One problem is the competitiveness of the dream. If one is good at computers & math, and wants to go to college to do computers and math so they can contribute more computers and math to society, well the admissions committee mentally sticks them in the oversized pile of computer/math nerds who are all also overachievers at computers & math. And never mind that industry desperately wants these skills, academia is a warped place with its own agendas.

AI/Machine Learning are likely similarly competitive goals currently. No sure about biology, but the connection to medicine probably means it is a similarly problematic choice.

Another big issue could be the reasons behind your plans. Was it an extroverted story of benefiting society with your new skills, or an introverted story of learning about stuff that excites you for its own sake?
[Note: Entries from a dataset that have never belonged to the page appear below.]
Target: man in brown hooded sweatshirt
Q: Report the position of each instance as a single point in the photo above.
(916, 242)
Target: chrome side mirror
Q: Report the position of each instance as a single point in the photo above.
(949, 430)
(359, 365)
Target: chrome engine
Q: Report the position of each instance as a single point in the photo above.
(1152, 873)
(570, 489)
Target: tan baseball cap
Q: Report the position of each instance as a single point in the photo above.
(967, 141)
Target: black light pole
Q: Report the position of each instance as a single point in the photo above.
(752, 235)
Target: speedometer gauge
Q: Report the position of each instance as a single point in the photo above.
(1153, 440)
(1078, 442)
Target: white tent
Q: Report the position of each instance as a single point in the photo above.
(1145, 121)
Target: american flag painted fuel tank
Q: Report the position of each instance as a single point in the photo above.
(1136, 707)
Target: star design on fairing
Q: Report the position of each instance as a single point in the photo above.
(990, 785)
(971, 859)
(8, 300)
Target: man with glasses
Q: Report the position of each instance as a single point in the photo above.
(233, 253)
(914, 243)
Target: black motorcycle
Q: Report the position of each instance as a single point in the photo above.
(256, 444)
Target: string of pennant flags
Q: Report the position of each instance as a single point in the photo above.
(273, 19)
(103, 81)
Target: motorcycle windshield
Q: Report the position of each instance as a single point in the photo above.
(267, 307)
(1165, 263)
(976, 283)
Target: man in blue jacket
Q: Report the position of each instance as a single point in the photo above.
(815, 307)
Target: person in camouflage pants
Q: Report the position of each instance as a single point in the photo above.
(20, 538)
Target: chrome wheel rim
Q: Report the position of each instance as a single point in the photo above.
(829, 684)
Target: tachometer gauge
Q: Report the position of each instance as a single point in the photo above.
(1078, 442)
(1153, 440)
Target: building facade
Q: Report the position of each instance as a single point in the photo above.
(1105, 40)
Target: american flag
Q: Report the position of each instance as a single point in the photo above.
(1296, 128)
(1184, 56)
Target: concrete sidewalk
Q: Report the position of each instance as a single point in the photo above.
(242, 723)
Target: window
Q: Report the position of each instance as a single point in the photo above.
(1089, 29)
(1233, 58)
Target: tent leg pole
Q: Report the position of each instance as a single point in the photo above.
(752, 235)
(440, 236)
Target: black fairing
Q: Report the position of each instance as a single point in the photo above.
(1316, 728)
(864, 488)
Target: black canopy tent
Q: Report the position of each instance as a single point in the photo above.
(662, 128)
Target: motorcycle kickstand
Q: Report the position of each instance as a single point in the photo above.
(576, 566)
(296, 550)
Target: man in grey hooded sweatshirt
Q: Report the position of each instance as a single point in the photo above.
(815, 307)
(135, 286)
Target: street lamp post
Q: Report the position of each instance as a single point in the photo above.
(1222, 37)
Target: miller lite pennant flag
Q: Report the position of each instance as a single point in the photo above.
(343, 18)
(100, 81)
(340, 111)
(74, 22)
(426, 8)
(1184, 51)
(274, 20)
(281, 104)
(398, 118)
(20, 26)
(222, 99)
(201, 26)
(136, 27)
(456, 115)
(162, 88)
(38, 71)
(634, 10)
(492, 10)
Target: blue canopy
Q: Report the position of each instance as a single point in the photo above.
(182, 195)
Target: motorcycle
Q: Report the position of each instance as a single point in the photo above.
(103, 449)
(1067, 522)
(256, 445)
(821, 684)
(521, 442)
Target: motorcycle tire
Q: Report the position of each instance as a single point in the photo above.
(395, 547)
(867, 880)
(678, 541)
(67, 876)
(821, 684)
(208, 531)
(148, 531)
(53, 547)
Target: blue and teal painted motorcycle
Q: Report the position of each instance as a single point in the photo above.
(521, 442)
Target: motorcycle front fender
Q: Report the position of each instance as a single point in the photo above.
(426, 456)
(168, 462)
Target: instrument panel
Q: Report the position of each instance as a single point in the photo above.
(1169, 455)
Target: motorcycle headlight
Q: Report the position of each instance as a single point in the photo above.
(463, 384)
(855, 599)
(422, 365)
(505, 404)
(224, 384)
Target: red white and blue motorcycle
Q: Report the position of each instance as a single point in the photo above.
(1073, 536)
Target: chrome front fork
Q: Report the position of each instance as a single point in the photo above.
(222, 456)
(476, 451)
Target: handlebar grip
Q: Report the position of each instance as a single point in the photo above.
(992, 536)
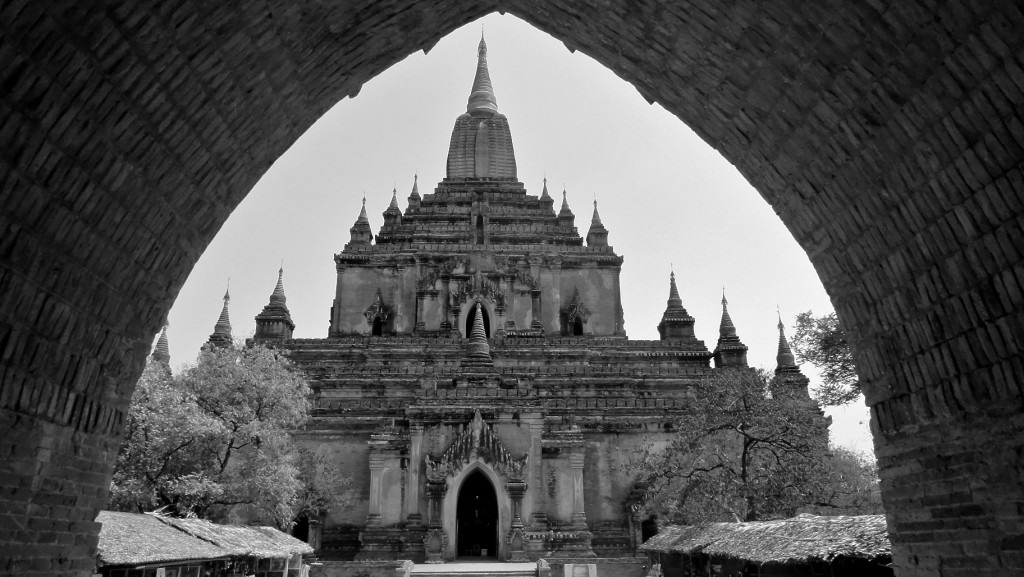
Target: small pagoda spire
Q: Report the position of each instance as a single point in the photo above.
(278, 296)
(274, 322)
(565, 210)
(676, 322)
(598, 235)
(730, 352)
(674, 299)
(392, 216)
(477, 359)
(481, 97)
(360, 233)
(726, 328)
(222, 330)
(785, 358)
(363, 212)
(162, 352)
(565, 217)
(788, 377)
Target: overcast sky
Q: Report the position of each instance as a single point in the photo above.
(668, 199)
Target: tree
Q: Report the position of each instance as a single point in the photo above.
(215, 438)
(820, 341)
(750, 449)
(850, 485)
(324, 487)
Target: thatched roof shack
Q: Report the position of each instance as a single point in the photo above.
(128, 538)
(260, 542)
(803, 539)
(134, 540)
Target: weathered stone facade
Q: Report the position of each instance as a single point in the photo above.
(477, 347)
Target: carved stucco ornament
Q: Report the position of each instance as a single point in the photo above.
(576, 307)
(378, 310)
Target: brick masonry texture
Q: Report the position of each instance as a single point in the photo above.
(888, 135)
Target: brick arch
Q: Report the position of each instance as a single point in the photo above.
(888, 138)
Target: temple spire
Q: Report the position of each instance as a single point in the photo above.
(477, 359)
(676, 322)
(279, 290)
(274, 322)
(565, 205)
(598, 235)
(726, 328)
(222, 330)
(162, 353)
(788, 377)
(481, 97)
(674, 299)
(392, 216)
(361, 218)
(360, 233)
(729, 352)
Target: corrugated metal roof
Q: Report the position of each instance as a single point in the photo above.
(128, 538)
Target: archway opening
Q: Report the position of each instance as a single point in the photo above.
(301, 528)
(476, 518)
(472, 317)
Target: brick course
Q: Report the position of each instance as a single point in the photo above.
(888, 135)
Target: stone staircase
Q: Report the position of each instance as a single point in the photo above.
(468, 569)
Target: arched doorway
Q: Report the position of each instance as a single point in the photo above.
(872, 202)
(476, 518)
(472, 316)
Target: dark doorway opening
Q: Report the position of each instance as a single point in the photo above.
(301, 529)
(472, 317)
(476, 518)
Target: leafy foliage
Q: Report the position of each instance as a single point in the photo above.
(216, 438)
(820, 341)
(750, 450)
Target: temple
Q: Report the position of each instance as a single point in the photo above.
(476, 381)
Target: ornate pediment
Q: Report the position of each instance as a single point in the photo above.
(477, 441)
(576, 308)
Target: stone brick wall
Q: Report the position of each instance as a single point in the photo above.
(888, 136)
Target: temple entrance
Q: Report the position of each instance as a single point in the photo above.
(472, 316)
(476, 518)
(578, 327)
For my supplemental essays, I wrote about the importance of PL theory for software engineering, where you want to design programming languages that increase programmer productivity and ensure correctness, therefore leading to less bugs (e.g. security holes) and a benefit to society. I basically tried to appeal to the applied motivation behind PL theory. I don't know if you would consider this to be a benevolent motivation, I mean, it's not reducing inequality or curing cancer or anything like that.
Another problem with overly specific interests is you back yourself into a very small arena. If the math department is accepting 1,000 students but they only have one or two professors interested in PL in the department, you are no longer competing for 1 of 1,000 slots, you are instead competing for 1 of 10 or 30 slots.

It also struck me that you said you wanted to do undergraduate research. Did you mean you wanted to work as a research assistant- or did you say you wanted to conduct your own research...? I don't think the latter really happens. I could be out of date.